Greece is currently rated CCC by S&P, Caa1 by Moody's and CCC by Fitch. All the companies have a negative outlook.
Uruguay Precedent
Uruguay's lightning default in 2003 may be a precedent. The South American country struggled to finance its debt after Argentina's default in late 2001, and in 2003 convinced investors to swap $4.9 billion of Uruguayan bonds into new securities with longer maturities.
S&P cut Uruguay to selective default from CC on May 16, 2003, the day of the swap. It lifted the rating to B- on June 2, 2003. Fitch cut Uruguay to DDD the same day as S&P and then on May 30, 2003, rated the new bonds at B-. Moody's Investors Service never cut Uruguay to default.

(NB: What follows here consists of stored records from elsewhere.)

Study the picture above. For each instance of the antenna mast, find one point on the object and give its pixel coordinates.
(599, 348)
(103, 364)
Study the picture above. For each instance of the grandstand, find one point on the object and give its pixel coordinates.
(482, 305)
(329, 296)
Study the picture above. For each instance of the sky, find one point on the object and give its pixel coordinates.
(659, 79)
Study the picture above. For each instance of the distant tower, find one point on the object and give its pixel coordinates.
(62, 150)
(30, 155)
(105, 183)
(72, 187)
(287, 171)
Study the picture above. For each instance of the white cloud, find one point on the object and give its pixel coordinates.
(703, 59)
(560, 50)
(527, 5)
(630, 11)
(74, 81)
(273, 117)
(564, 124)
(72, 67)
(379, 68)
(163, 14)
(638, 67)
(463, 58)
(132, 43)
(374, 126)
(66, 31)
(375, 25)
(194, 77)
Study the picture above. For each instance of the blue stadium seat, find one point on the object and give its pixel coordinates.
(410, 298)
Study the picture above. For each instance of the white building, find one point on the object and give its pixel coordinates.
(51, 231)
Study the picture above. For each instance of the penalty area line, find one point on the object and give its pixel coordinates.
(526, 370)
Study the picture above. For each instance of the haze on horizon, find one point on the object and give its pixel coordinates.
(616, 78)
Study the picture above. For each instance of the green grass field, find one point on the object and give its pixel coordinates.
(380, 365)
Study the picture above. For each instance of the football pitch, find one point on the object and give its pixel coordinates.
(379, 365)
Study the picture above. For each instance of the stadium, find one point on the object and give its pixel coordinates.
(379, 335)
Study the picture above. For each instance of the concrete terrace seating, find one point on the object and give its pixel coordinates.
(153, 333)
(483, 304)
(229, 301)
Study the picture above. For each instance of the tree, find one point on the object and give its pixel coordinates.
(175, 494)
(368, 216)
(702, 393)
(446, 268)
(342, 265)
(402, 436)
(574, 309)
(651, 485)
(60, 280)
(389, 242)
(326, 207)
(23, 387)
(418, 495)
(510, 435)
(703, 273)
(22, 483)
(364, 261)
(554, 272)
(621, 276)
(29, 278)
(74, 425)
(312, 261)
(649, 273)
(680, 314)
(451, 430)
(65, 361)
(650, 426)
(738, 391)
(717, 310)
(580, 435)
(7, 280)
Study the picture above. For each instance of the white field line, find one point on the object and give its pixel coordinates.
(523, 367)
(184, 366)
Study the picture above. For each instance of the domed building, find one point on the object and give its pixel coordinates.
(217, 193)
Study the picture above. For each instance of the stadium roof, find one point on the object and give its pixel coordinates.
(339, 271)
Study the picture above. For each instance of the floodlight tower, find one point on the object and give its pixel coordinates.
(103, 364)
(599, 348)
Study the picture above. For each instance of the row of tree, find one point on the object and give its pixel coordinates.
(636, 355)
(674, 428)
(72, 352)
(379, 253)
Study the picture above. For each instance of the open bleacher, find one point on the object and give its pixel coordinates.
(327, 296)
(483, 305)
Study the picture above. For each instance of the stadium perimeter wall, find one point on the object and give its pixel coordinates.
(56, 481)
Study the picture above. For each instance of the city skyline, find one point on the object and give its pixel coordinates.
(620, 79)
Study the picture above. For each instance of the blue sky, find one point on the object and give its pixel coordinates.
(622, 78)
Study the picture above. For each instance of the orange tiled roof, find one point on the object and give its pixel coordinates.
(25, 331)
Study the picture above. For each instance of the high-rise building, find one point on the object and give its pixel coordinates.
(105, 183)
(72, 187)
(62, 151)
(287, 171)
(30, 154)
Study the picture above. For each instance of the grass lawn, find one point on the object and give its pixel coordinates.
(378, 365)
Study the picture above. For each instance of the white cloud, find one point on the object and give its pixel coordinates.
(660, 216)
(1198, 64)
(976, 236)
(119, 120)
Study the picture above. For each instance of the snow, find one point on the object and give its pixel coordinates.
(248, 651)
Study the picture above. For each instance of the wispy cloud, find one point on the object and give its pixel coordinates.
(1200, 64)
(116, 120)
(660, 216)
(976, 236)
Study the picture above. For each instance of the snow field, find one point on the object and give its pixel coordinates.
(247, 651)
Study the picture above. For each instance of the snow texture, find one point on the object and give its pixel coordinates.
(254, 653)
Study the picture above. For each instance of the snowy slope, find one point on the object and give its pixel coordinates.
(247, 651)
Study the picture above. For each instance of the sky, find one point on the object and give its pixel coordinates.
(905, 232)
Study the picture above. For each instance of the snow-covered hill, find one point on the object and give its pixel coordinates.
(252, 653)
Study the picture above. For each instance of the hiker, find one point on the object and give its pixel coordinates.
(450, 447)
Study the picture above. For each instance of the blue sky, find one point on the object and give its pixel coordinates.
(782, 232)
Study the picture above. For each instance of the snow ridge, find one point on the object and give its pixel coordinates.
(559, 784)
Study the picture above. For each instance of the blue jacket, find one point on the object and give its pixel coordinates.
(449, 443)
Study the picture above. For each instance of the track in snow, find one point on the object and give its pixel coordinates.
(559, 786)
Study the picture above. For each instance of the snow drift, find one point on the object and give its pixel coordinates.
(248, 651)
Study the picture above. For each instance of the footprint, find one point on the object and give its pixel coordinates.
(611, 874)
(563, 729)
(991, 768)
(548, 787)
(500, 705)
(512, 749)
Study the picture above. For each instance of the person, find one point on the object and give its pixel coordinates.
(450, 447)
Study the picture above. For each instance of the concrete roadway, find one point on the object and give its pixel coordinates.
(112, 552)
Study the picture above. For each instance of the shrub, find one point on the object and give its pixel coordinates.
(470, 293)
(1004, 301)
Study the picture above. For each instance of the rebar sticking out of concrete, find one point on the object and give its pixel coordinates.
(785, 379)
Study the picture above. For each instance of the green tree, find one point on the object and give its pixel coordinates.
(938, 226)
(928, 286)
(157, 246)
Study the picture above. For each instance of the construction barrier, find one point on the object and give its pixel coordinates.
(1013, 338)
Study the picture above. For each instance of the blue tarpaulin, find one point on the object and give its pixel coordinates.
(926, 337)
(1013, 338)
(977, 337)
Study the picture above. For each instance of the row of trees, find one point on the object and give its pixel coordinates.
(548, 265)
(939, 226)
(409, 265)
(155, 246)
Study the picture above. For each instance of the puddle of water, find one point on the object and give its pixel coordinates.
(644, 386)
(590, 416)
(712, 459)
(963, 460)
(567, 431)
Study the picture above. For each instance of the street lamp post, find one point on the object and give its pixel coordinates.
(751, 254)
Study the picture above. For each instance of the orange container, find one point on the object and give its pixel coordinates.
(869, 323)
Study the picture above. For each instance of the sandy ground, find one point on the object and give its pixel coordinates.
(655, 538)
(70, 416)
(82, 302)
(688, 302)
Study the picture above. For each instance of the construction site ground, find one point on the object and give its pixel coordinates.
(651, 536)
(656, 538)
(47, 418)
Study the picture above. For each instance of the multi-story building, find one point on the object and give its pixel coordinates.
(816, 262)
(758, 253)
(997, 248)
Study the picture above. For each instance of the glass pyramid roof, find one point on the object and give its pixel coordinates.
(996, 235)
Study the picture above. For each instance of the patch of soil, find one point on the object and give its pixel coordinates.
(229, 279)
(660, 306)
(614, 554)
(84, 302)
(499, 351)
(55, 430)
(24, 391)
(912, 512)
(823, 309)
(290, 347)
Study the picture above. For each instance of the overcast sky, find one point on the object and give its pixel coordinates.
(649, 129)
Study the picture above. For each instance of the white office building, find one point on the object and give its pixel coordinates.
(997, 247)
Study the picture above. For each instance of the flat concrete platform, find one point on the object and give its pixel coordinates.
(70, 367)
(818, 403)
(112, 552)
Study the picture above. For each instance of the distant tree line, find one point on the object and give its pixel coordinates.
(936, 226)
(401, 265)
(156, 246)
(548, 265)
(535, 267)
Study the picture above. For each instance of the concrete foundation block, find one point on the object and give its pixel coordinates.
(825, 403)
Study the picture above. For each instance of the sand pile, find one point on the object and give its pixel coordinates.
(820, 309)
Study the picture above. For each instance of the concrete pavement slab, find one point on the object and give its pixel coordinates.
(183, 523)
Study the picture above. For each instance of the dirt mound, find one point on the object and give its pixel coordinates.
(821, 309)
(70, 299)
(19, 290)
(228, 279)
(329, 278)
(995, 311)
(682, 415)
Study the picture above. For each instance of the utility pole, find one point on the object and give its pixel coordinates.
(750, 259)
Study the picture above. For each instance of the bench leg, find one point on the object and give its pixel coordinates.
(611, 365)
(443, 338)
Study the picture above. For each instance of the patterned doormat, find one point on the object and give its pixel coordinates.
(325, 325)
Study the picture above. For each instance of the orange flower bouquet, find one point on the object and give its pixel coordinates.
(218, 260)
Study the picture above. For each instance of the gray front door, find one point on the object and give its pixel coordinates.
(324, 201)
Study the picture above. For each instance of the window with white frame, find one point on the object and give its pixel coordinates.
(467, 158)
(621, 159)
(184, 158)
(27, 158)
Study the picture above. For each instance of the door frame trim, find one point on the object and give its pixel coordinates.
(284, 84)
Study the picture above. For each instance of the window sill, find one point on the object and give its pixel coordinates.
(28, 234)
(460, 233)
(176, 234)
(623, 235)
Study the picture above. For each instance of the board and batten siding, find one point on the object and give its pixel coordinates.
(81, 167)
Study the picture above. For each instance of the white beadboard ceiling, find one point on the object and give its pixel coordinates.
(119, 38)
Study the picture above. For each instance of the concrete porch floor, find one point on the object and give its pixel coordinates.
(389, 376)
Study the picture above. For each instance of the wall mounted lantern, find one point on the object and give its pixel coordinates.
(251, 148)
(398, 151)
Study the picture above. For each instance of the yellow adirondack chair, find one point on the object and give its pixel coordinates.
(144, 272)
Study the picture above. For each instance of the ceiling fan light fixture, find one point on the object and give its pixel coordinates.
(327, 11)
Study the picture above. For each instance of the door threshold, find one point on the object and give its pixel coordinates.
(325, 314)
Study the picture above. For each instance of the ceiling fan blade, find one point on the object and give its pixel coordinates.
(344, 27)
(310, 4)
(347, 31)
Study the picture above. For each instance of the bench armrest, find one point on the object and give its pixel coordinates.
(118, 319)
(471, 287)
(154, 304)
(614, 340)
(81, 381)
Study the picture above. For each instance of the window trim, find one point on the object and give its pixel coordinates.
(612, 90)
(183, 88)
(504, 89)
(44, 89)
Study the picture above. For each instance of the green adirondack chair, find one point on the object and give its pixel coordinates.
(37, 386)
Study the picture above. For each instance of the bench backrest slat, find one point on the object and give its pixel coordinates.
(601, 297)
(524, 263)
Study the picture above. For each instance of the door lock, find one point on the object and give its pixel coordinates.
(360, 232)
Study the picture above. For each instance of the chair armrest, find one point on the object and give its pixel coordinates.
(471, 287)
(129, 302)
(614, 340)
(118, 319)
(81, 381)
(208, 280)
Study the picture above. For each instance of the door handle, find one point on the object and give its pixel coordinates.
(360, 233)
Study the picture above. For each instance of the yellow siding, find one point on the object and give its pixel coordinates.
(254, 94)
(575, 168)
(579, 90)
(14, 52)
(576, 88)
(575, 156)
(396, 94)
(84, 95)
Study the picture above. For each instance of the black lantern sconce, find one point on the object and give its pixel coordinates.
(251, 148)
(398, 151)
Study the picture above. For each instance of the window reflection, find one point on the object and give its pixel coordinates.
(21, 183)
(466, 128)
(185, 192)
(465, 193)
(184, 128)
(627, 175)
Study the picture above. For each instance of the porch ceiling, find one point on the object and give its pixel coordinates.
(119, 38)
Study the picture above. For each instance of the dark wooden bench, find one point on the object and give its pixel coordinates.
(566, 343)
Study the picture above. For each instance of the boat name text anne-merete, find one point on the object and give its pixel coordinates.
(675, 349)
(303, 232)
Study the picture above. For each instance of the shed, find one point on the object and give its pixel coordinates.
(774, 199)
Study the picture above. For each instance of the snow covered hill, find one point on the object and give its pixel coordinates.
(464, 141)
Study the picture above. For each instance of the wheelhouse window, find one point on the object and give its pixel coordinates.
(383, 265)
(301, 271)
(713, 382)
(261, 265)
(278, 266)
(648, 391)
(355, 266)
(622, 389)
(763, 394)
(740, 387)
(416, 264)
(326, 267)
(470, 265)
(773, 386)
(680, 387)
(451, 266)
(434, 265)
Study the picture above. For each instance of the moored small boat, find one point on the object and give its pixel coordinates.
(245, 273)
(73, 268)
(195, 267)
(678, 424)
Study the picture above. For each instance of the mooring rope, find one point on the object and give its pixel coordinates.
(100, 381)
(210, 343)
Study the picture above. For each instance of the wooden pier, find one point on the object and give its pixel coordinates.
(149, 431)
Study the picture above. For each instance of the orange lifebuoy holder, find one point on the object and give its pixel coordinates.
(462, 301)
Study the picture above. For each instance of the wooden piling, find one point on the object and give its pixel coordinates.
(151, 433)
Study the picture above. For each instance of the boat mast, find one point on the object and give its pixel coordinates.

Under ECB rules, the bank uses the best single rating to determine collateral eligibility. The Financial Times reported today that the ECB planned to continue to accept the debt as long as one company had its rating above default, citing a bank official. The ECB declined to comment on the report.
Trichet has already shown a willingness to skirt the collateral rules when he suspended minimum rating requirements to give Greece and Ireland more breathing room.
'More Aggressive'
"I have to say that I and others have noticed that the ratings agencies are in this European issue much stricter and much more aggressive than they have been in similar cases in, for instance, South America," ECB Governing Council member Ewald Nowotny said in an interview yesterday with Austrian state television broadcaster ORF.
Trichet's tough line may have helped him shoot down German Finance Minister Wolfgang Schaeuble's proposal for investors to swap their bonds for longer-maturity debt, calls to forgive part of Greece's debt or even proposals for Greece to drop out of the euro zone.
"The ECB is not keen on the private sector participation at all," said Danske Bank economist Frank Oeland Hansen. "But we are so far down the road with banks in Germany and France agreeing to it that we will have some form of private sector participation. It seems one or the other will have to back down a bit and I think it will be the ECB," he said.
Trichet's putting the credit rating companies at the center of the debate has added to the strain between the companies and EU leaders, who have been angered by the downgrades that they say have fueled the region's debt crisis.
Following what they said were ill-timed downgrades of Greece and Spain, European officials have questioned the rating companies' credibility after maintaining AAA ratings on the subprime mortgage products at the center of the U.S. financial meltdown. Last year EU officials called for a European ratings company overseen by the ECB to break what German Finance Minister Wolfgang Schaeuble last week described as an "oligopoly."